Oh God, I wondered if she was still bleeding and had left a trail of fresh blood behind her. Would she arrive at work in the morning and find the janitors scrubbing clean the carpet of her office? Would she have nightmares about birds swooping down to sip her blood from the sidewalk? Would she dream about hungry rats? And how long had she been bleeding? Did she start bleeding and staining her dress on her way to work? Had she been bleeding and staining her dress all day? Had she gone to lunch with her lover and stained the restaurant chair? Had she left evidence all over the city? How could she trust her friends and coworkers ever again? How could she walk through a city with so much blood staining her white dress and not be stopped by another human being? Would she lose her faith in people, in God, in goodness?
“Mom!” I cried and cried. “Mom! Mom!”
“I know! I know!” my mother screamed at me. She stopped the car but still could not find strength enough to open the door, run for the woman, and save her dignity.
“Mom!”
“I know!”
At that moment, an older woman ran a red light, steered her car across three lanes of traffic, and braked to a stop halfway onto the sidewalk. She exploded out of her car with a coat in her hands, wrapped it around the waist of the woman in the white dress, and rushed back to her car. The older woman ran another red light and drove away from the scene.
“Mom!” I shouted. I grabbed her arm, leaving a bruise that took two weeks to heal, and pulled her toward me. “Do something!” I shouted at her.
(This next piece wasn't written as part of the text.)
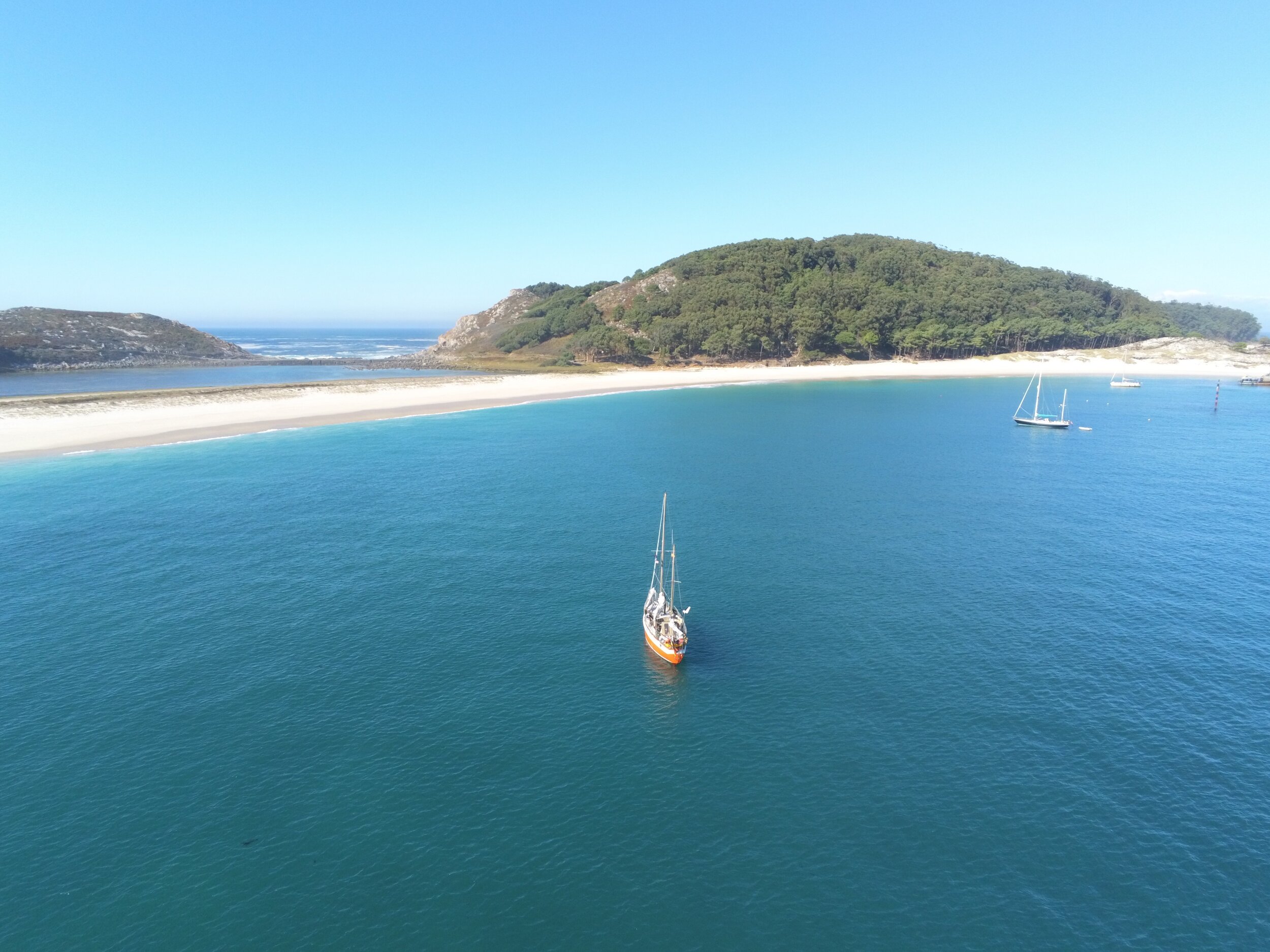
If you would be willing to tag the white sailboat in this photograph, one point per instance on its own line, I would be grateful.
(664, 626)
(1038, 418)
“I know!” my mother screamed and slapped me. “I know!” she screamed and slapped me once more and cut my face with her ring. She slapped me a third time, cutting me again, and she hugged me close and wept. I wept with her. We wept together while the city moved all around us, while one woman led another woman to safety.
My mother and I have loved and failed each other, and we keep on loving and failing each other, and one of us will eventually bury the other, and the survivor will burn down the church with grief’s hungry fire.